Entering nothing at this prompt re-runs the previous command, which is very useful when stepping with next.

It's common to then place a temporary breakpoint on main as an entrypoint into the debugging session with tbreak main.

The program is then run with the run command, passing it the appropriate program arguments. The program's execution will be paused at each breakpoint:

(gdb) run arg1 arg2
Starting program: /path/to/program_to_debug arg1 arg2

Breakpoint 1, function_containing_breakpoint(ac=4, av=0xbffff094) at src.c:16

If the program was previously run, the arguments passed to the previous run can be reused by simply entering run on its own. If the program is already running, GDB will ask if it should restart the program.

GDB is focused on one file at any given moment, which is the file that will be looked for when given parameters without specifying the file name, such as breaking by line number or function name. The first focused file is the one with the main entry point, but the file focus is changed whenever the list command is run, when one steps into code residing on a different file, or when hitting a breakpoint from a separate source file.

# Session

It's normal to keep a GDB session to open during the debugging session. As bugs are fixed and the program is recompiled, GDB will detect the changes and load them in. Breakpoints and other information specified in ways not dependent on line numbers should continue to work.
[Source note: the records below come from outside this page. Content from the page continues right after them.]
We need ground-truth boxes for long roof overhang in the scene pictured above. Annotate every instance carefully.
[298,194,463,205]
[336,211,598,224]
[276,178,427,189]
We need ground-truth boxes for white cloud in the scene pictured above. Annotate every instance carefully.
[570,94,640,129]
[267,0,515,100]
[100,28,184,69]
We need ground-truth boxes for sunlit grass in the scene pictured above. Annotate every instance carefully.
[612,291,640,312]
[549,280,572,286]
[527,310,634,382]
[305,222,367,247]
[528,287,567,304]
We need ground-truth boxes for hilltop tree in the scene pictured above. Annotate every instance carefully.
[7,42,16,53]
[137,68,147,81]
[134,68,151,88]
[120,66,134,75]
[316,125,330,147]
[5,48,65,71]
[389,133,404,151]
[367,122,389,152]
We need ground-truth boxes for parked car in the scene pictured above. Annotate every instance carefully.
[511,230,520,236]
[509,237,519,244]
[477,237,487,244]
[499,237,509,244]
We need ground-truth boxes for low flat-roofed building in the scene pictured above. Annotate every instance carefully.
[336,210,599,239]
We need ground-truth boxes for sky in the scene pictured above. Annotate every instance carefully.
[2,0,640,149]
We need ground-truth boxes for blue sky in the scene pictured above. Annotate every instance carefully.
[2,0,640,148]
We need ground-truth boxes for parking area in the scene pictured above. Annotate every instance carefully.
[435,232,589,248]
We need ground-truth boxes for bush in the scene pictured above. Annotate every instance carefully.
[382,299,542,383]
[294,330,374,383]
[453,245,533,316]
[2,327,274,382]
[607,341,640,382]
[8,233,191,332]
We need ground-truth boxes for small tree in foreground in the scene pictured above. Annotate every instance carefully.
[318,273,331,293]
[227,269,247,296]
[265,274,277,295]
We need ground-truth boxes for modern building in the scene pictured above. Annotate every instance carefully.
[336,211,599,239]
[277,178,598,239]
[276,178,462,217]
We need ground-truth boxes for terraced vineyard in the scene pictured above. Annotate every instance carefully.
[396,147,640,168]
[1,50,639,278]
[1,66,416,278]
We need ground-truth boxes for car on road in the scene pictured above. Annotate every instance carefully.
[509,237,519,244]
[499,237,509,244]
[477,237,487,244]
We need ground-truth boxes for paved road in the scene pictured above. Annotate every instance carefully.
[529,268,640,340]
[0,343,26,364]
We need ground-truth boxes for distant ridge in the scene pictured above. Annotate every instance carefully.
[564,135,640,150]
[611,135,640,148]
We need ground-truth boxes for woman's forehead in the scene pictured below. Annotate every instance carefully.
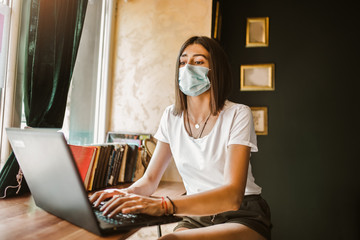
[181,44,209,57]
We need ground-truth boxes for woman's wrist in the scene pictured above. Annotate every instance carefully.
[166,196,177,214]
[124,187,134,194]
[160,196,176,215]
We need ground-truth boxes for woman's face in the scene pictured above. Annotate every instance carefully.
[179,44,210,69]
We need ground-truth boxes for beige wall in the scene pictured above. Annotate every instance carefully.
[109,0,212,181]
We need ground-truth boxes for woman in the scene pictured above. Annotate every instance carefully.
[90,36,271,240]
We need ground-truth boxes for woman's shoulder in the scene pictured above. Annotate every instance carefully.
[161,104,183,120]
[162,104,177,115]
[222,100,251,114]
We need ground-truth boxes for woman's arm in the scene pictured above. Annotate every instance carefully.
[126,141,173,196]
[169,144,250,215]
However, if exiting is necessary, the commands entered can be saved to a GDB startup file of name .gdbinit. This can then be loaded when GDB loads with:

$ gdb -command=.gdbinit program

Breakpoints can be saved to a file with:

(gdb) save breakpoints filename
(gdb) source filename

History can be saved by putting this in ~/.gdbinit:

set history filename ~/.gdb_history
set history save

# Breakpoints

Breakpoints, set with the break command, pause execution of the program just before that line of code executes.

(gdb) break function
(gdb) break line
(gdb) break file:line
(gdb) break file:function

It's also possible to set a breakpoint relative to the currently executing line of course code in the currently selected stack frame:

(gdb) break +offset
(gdb) break -offset

It's also possible to set a breakpoint at a specific virtual memory address, which is useful when there are no debugging symbols:

(gdb) break *address

If breaking based on the function name, a breakpoint is applied for every function with that name, which can be troublesome in C++ which allows function overloading. It'd be necessary to disambiguate by line number or file path.

A temporary breakpoint, set with the tbreak command, is one that operates just like a regular breakpoint but it clears itself after the first time it is reached.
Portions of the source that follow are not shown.